The additional cost shouldn't matter in practice (again, I didn't measure it), so it might not be so bad to make this adaptation the default; I still thought I mention it.
comment:9 by , 16 years ago
Replying to mtredinnick:
... But I'm willing to believe you're asking the leading question for a reason, so.... spill the beans! :-)
No, I wasn't trying to hint at any real problem I can see. I'm just ignorant enough of the interfaces involved here to not know what may or may not be a problem. I thought post-Unicode-merge that apps were supposed to be supplying Unicode objects, not bytestrings, so it's actually news to me that non-ASCII bytestrings are supported so long as they are utf8 encoded. I didn't know if the previous PySQLite pass-through behavior plus the fact that sqlite3 also allows for the database to be stored using utf16 encoding meant it used to be possible for apps to supply utf16 bytestrings for a utf16-encoded DB and have it just work. If Django (or the PySQLite interface it uses) has always assumed utf8, though, I don't think that would have ever worked....so don't mind me.
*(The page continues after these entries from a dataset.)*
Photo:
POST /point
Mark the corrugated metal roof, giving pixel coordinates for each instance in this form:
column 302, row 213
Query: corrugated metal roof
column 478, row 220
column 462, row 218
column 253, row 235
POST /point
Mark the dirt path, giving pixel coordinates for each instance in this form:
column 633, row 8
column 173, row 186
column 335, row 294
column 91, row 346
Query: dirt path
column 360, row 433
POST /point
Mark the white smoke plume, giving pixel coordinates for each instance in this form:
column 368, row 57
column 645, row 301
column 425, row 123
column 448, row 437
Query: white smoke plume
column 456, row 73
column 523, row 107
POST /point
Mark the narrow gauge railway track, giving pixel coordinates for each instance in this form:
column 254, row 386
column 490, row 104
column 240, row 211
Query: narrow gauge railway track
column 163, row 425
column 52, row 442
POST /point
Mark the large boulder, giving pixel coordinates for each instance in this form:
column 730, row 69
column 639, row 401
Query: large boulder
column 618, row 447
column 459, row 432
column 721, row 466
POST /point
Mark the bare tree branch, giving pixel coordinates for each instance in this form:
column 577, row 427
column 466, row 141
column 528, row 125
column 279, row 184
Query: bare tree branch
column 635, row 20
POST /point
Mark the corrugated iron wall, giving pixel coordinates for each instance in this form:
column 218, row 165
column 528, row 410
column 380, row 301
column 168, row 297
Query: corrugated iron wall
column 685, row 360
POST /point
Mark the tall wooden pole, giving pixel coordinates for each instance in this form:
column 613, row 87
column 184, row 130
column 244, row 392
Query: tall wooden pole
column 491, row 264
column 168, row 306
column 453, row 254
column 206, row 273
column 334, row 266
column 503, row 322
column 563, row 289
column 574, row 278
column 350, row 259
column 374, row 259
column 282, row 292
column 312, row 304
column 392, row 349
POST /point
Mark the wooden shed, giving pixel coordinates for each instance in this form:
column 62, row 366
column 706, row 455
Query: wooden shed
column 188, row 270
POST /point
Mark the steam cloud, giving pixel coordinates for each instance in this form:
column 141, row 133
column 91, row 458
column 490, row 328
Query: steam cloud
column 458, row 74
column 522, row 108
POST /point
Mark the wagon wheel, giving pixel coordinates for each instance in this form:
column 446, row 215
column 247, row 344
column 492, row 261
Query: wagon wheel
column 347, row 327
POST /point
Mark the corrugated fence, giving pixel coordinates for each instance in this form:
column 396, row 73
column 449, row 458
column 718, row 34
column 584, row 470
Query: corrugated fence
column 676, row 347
comment:10 by , 16 years ago
Owner: | removed |
---|---|
Triage Stage: | Accepted → Ready for checkin |
thanks, martin and karen for the feedback. I won't bikeshed this too much; let's just call this ready to be checked in and whoever does that can give it another quick read at the time. Thanks for the work on this.
comment:11 by , 16 years ago
Resolution: | → fixed |
---|---|
Status: | new → closed |
The coding marker at the top of the file is (at least, was ... pre-2.6) telling Python to treat all data as UTF-8. So those non-ASCII strings were correctly converted to UTF-8 and thus were treated as UTF-8 encoded bytestrings. Which are valid bytestrings and something we really would like to test. Django is meant to work in that mode, since a lot of things produce UTF-8 output.
I don't have time to devote brain cycles to this right at the moment, but I'll have a think about it. We might end up needing a bunch of special-casing for 2.6, since those tests have caught a lot of problems and provided a lot of support that we're doing the Right Thing(tm) over time.
Punishing people using older Python versions like this just because you want people to move forwards to a newer version is really retarded. Python devs used to be more professional.